What is the Krull dimension of $A[x,y,z]/\langle xy,xz \rangle$

Question

What is the Krull dimension of $B=A[x,y,z]/\langle xy,xz \rangle$, given that $A$ is a Noetherian commutative ring?

Answer 1

It's obvious that $$\dim B=\sup\{\dim B/P:P\text{ minimal prime}\}.$$

Let $P$ be a minimal prime of $B$. Then $P=\mathfrak p/(XY,XZ)$ with $\mathfrak p$ prime in $A[X,Y,Z]$ minimal over $(XY,XZ)$. Then $\mathfrak p$ is minimal over $(X)$ or $\mathfrak p$ is minimal over $(Y,Z)$. Conversely, every minimal prime over $(X)$, respectively $(Y,Z)$ gives rise to a minimal prime of $B$.

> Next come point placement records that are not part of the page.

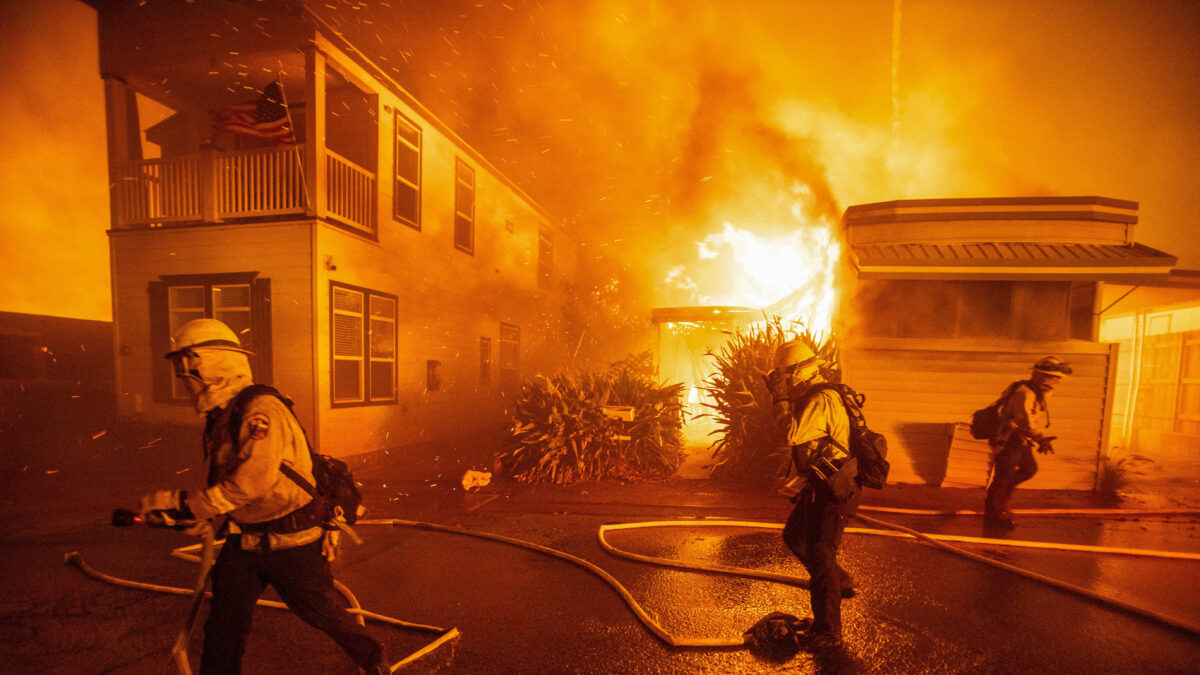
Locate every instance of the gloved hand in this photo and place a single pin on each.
(165, 507)
(777, 384)
(203, 529)
(330, 544)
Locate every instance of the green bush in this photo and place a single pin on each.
(561, 434)
(749, 443)
(1117, 471)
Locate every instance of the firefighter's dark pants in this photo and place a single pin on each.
(1014, 465)
(301, 578)
(813, 532)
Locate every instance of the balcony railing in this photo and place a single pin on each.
(351, 195)
(243, 184)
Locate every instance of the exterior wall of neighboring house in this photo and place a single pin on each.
(958, 298)
(921, 395)
(387, 326)
(277, 252)
(1157, 393)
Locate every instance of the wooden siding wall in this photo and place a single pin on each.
(448, 299)
(915, 395)
(276, 251)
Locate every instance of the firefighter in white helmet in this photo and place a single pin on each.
(1024, 419)
(276, 532)
(817, 429)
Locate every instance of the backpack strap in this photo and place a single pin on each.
(238, 410)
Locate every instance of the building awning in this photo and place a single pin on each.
(1013, 261)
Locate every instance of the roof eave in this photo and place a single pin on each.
(1113, 274)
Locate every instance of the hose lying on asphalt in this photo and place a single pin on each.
(1056, 583)
(447, 637)
(642, 615)
(666, 637)
(652, 623)
(1091, 512)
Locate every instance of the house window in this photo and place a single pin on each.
(510, 357)
(432, 376)
(240, 300)
(545, 256)
(364, 346)
(407, 191)
(465, 207)
(485, 360)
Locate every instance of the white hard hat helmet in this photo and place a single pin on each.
(205, 334)
(1053, 366)
(796, 353)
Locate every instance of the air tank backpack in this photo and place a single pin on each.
(340, 502)
(985, 422)
(869, 448)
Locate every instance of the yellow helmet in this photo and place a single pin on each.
(796, 354)
(1053, 366)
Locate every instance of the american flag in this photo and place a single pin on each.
(267, 118)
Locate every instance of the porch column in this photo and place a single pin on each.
(315, 132)
(124, 139)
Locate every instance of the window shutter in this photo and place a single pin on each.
(261, 327)
(161, 370)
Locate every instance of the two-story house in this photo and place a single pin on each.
(384, 274)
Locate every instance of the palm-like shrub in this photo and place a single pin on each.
(561, 434)
(1117, 471)
(749, 442)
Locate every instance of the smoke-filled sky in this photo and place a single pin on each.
(648, 124)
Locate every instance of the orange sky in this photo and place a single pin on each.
(53, 179)
(648, 124)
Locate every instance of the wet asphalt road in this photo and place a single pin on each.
(918, 610)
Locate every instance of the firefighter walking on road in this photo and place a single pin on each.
(816, 428)
(1024, 419)
(276, 529)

Then $$\dim B=\sup(\dim A[X,Y,Z]/(X),\dim A[X,Y,Z]/(Y,Z))=\sup(\dim A[Y,Z],\dim A[X])=\sup(\dim A+2,\dim A+1)=\dim A+2.$$

Answer 2

The dimension is precisely $\dim A+2$. We have $\dim B\geq\dim B/x=\dim A+2$. On the other hand, since any prime ideal of $B$ must either contain $x$ or both $y,z$, one can check that the above inequality is actually an equality.